Working women who also double as mothers and/or caregivers need to realize they can ask for help from partners and other family members, especially during the difficult times of COVID-19. Doing so, according to speakers at an Advocis Toronto webinar for International Women’s Day, will also make these women better financial advisors and co-workers. 

“It’s OK to take off our Superwoman capes,” said Heidi Rumohr, an insurance consultant with LTCI Consulting Inc. “I think for so long I’ve worn that cape as a badge of honour. Look at me: I can do it all.”  

But Rumohr acknowledged there are times when she does need help from her husband and others, a practice, she suggested, that should be extended to advisors in how they handle different aspects of their businesses. 

One is teaching their clients how to stand on their own, a situation which will be positive for both clients and advisors. 

Empowering women with their finances 

“I really believe in empowering women especially with their finances, which includes a proper financial plan. I believe that we don’t need to do it all ourselves, we can bring in experts, we can teach our clients to put on their own oxygen masks first, but if they need help in other areas that’s your opportunity to partner with other people. “ 

Acknowledging the need for help will help cement the client-advisor relationship, said Jennifer Jacobs, a certified financial planner and long-term care and living benefits specialist with LTCI Consulting Inc.  

“Being a point of contact for a client is like being a psychologist or a psychiatrist: you can be part of their help network and a dependent source for that,” said Jacobs. “Nourish that relationship. When you talk to your clients over the next few months ask them where they’re at, and never bring up the topic of selling something. That alone will help you propel your business in the long run, in my opinion.” 

In many cases women have not been part of marital financial planning and if there is a divorce or the partner dies, it’s women who are going to need to major help from a financial advisor, said Jacobs. 

Connecting with potential clients 

One of the best ways advisors can connect with potential clients is through their websites, said Rumohr. Online viewership at the LTCI website “has gone through the roof,” meaning people are craving attention and advisors who don’t have an online presence are missing out. 

She also suggested to advisors that they put together a networking webinar, talking about all aspects of health and living benefits, such as long-term care insurance, disability and critical illness. While there are people who are still asking about life insurance in the wake of COVID-19, many more want information on other products to keep them financially alive.  

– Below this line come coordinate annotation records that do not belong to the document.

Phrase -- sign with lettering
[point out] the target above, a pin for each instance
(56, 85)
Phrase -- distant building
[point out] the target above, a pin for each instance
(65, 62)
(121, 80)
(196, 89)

Talking about income and debt 

Rumohr said it’s still taboo to talk to potential clients about how much money they make and how much debt they have. She said she feels that talking about income and debt are very personal and vulnerable for some people. “But I’ll tell you this: when I do have those conversations with my clients very early on and I tell them that I can help them with their cash flow and their debt and their finances, they open up and we connect like magic.” 

The dynamics around the world have changed in so many different ways in the last year, meaning advisors have to change as well, said Jacobs. Making even small tweaks and shifts can make major differences to the lives of clients. 

Right now, many people are scared and are keeping their money in cash, a situation she characterized as a lost opportunity what with low interest rates bringing in only one per cent on some guaranteed investment certificates. 

Jacobs said this is where a certified financial planner comes in, fine tuning where some cash is put to positively change the financial status of clients as they go through changes in family structure and medical advances and require living benefits. 

While men are living a few years longer now than they did previously, at least some of that time will require the help of a caregiver, she said. There are statistical indicators that can help advisors plan, recognizing that care giving isn’t free. 

Rising debt 

Debt is up among Canadians. Statistics Canada reported at the end of December that Canadian households owed an average of $1.71 for every dollar of disposable income during the third quarter of 2020. Household debt as a percentage of disposable income rose to 170.7 per cent, up from 162.8 per cent in the second quarter. 

But Jacobs said debt isn’t inherently bad – people just have to realize that it’s not a financial instrument. What she finds most troublesome is the volume of debt people are in when they are heading into years where both income is going to be reduced and the ability to bring in more income is reduced.